Une semaine de débats, d’échanges, de questions
et de problèmes posés par les orateurs, par
les intervenants. Il faut dire que le sujet de cette année
ne pouvait que soulever les passions.
La gouvernance, comme l’a souligné dans son discours
liminaire James D. Wolfensohn, président de la Banque
mondiale, n’est pas immanente, c’est un concept, construit
et élaboré. C’est en partant de la nature même
du concept que l’on mesure la complexité du sujet dû
aux différentes facettes qui le compose.
La réussite de ce Forum est d’avoir pu aborder les
différents aspects de la gouvernance, de poser les
problèmes et de réfléchir collectivement
à la manière de l’améliorer en Afrique.
En parallèle du Forum, ont eu lieu la Septième
Conférence régionale africaine sur les femmes,
la Commission pour l’Afrique, la troisième réunion
de CVGA, entre autres, qui ont permis d’enrichir le débat
sur l’avenir du continent.
Dans son discours de bienvenue à ADF IV, K.Y. Amoako,
Secrétaire exécutif de la CEA soulignait que
ce thème de gouvernance avait été choisi
car «la bonne gouvernance est essentielle pour un avenir
viable et plus prometteur pour l’Afrique». Cette notion
avait été reprise dès la première
séance plénière qui portait sur «la
gouvernance, un défi pour nos dirigeants» où
il a été retenu qu’une bonne gouvernance permet
un développement économique et humain viable,
de prévenir les conflits, d’assurer la croissance économique.
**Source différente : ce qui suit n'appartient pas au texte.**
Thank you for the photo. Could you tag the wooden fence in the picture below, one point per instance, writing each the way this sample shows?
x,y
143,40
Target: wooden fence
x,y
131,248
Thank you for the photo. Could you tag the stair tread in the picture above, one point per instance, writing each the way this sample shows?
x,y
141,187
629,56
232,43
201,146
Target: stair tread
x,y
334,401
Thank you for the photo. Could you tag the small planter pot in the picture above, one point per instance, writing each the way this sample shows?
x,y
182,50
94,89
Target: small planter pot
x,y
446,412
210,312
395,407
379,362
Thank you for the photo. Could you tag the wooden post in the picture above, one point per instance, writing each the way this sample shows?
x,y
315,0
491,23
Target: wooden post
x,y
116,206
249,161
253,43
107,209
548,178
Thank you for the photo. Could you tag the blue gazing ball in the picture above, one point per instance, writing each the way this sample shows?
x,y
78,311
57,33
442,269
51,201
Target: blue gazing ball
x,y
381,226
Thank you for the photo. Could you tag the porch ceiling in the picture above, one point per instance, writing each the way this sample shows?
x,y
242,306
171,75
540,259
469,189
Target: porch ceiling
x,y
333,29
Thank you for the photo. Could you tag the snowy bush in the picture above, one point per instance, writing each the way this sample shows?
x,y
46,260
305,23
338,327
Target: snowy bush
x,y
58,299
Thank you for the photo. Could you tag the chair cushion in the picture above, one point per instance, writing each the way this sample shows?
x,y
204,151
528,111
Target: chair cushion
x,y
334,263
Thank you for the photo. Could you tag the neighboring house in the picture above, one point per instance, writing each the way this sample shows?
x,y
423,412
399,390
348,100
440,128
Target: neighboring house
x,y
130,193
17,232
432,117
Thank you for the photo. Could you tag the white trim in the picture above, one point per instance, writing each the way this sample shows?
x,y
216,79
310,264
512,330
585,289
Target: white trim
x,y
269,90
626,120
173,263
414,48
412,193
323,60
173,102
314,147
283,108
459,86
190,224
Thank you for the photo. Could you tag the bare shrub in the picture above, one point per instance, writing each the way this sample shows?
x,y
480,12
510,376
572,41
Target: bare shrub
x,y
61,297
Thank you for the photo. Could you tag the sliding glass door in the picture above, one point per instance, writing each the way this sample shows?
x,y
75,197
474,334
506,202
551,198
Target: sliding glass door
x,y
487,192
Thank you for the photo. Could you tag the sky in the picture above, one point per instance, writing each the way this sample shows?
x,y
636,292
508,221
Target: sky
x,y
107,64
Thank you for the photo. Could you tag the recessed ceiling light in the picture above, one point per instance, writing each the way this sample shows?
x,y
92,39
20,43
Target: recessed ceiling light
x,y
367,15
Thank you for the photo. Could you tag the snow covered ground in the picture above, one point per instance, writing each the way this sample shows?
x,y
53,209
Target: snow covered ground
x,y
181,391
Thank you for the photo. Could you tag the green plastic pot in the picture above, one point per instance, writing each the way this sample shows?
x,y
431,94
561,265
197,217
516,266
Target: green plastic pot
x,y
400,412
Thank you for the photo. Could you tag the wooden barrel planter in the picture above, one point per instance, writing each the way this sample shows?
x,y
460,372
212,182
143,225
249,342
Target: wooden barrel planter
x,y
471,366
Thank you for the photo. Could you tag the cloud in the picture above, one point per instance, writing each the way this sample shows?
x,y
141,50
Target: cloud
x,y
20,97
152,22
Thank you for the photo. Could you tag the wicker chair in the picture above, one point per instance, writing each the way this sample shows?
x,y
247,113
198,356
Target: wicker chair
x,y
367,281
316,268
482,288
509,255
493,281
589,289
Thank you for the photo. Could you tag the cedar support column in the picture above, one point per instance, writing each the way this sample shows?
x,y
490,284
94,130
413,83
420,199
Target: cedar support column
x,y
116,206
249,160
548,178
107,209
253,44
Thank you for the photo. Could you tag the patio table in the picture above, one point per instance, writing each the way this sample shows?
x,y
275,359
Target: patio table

Elle se base sur la démocratie, la transparence et
l’obligation redditionnelle.
Ainsi les réflexions ont porté sur la manière
de créer un état compétent, sur les différentes
formes de pouvoir et la façon de gérer le pouvoir.
Pour répondre, le Rapport sur la gouvernance en Afrique
(publication de la CEA) a été présenté
sous forme d’overview à la deuxième séance
plénière du Forum par Okey Onyejekwe, conseiller
régional de la Division des politiques et de la gestion
du développement de la CEA. Ce rapport vise à
mesurer et à contrôler les progrès accomplis
sur la voie de la bonne gouvernance en Afrique. Quatre tendances
positives se sont dégagées sur la voie de la
création d’Etats compétents en Afrique: les
transitions démocratiques; l’ouverture politique; la
liberté d’expression et obligation comptable, et la
gestion économique. Mais des domaines restent encore
sensibles comme la lutte contre la corruption.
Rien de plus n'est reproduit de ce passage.